Il s'agit du nom de la sculpture installée au milieu du rond point du Théâtre... Elle a un symbolisme fort car pour son auteur, l'artiste suisse André Bucher, elle représente « l'interrogation constante et un regard positif critique sur les accords et la coopération dans notre société moderne ».

Voici le symbolisme de ses formes :
• Les bras tendus pour réunir dans l'avenir :
entente, équilibre, esprit et force.
• Les chaînes : union humanitaire (chaîne humaine), collaboration et culture.
• Chaque maillons : une région, sa culture et
son know how.
L'ensemble = l'Europe.
• La sphère : le monde. L'Europe est partie intégrante du monde.

La sphère en bronze contient des pierres apportées par chaque région participante au salon des régions d'Europe Europanorama à Lyon en 1991.

Le Beffroi

Cette tour est élevée vers 1720 pour marquer l'heure et sonner le couvre-feu.

Elle abrite une petite fontaine de la même époque. Une plaque installée contre l'édifice vous donne d'autres détails...

Les prestigieux personnages
qui ont fait halte à La Mure

En 1629, Louis XIII et Richelieu partis guerroyer en Italie font étape aux n°41 et 43 de la grande rue chez Moyse Du Port, châtelain de La Mure.

En 1799, le Pape Pie VI est expulsé du Vatican par la France et son gouvernement révolutionnaire institué par la France. Le souverain pontife prend alors le chemin de Valence où il doit être interné.

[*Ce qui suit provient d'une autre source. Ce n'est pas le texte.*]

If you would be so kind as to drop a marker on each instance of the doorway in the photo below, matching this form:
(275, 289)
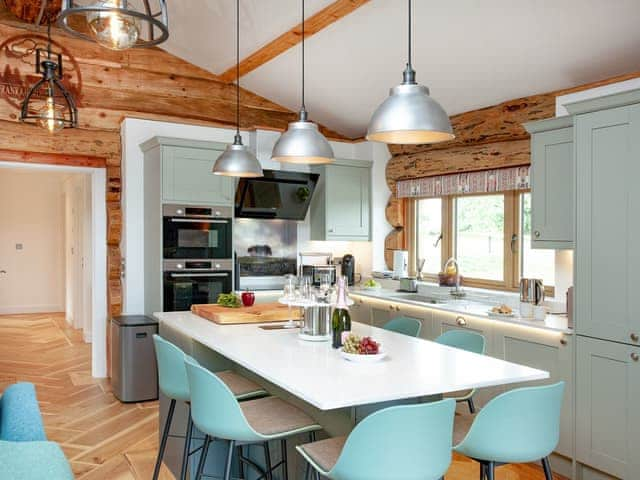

Epuisé, il arrive avec sa délégation à La Mure où il passe la nuit du 3 juillet 1799 au n°13 de la grande rue chez M. Genevois, ancien maire. Il repart le lendemain et meurt à Valence le 29 août suivant.

Napoléon et ses troupes arrivent à La Mure le matin du 7 mars 1815. Ils font halte sur la colline du Calvaire pour s'y restaurer sous le regard de toute la population. Napoléon félicite le maire lui a permis de franchir le Drac en le nommant sous-préfet. Il repart ensuite en direction de théâtre de la rencontre historique avec les troupes royales.

Le Saint-Pierre-Julien Eymard est né en 1811 rue du Breuil. Il est le fondateur de la « Congrégation des Prêtres et des Servantes du très Saint Sacrement ». Béatifié en 1925, il est canonisé au terme du Concile Vatican II en décembre 1962. La chapelle porte son nom et son Cénotaphe (monument tenant lieu de sépulture puisque son corps repose à Paris) se trouve à l'entrée du cimetière. Le 4 février 2011, l'exposition sur le St Père Pierre Julien Eymard a été inaugurée au 69 rue du breuil. L'exposition se visite gratuitement le lundi de 10h à 12h et sur rendez vous pour les groupes. Tél. 04 76 81 16 06, eymardlamure@sseu.net

Au n°33 de l'avenue Chion-Ducollet, Pierre Pelloux est né en 1903. Il était un peintre reconnu et a enseigné à l'école des Beaux Arts de Lyon, ville dans laquelle il meurt le 27 octobre 1975.

D'après le livre « Où habitons-nous ? petite histoire du nom de nos rues ».

 

L'église
St Pierre-Julien
Eymard

Cette chapelle était autrefois l'église paroissiale de La Mure. Son origine remonte au milieu du 11e siècle lorsqu'elle était incluse dans un prieuré bénédictin. Utilisés comme carrière de pierres au cours des guerres de religion, la nef et le clocher furent reconstruits vers 1606.

Le sanctuaire a pris, en 1925, le nom du Bienheureux Père Pierre-Julien EYMARD, né et mort à La Mure (1811-1868), fondateur de la Congrégation du Saint-Sacrement. Il a été canonisé en 1962 par le Pape Jean XXIII. Pensez à visiter l'exposition sur le Saint père, au 69 rue du Breuil!

 

Les quartiers
des maisons des mines

Cité des Bastions : construites de 1940 à 1950.
Cité minière des Thénevaux construite de 1924 à 1926.

L'hôpital

Ce n'est pas un hasard si le style, la composition et les matériaux de ce bâtiment évoque l'hôtel de ville. Les deux monuments sont l'oeuvre du même architecte : Jules Besson. Achevé en 1912 sous le dernier mandat de Chion-Ducollet, l'imposante bâtisse est ornée d'un fronton représentant « la vieillesse » et « la maladie » dues à Auguste Davin. Le tout est coiffé d'un élégant campanile.

Le Théâtre

Théâtre classique dit « à l'Italienne », il dispense aux 400 spectateurs cinéma, théâtre ou concerts. La façade de ce bâtiment de 1933 a été revisitée par   « La Cité de la Création » de Lyon. Au rez-de-chaussée, on trouve l'École municipale de musique et ses 300 élèves.

La Maison Caral :
le musée Matheysin

Musée ouvert de 13h
à 18h30, tous les jours sauf le mardi du 2 mai au 31 octobre. Toute l'année pour les groupes sur RDV.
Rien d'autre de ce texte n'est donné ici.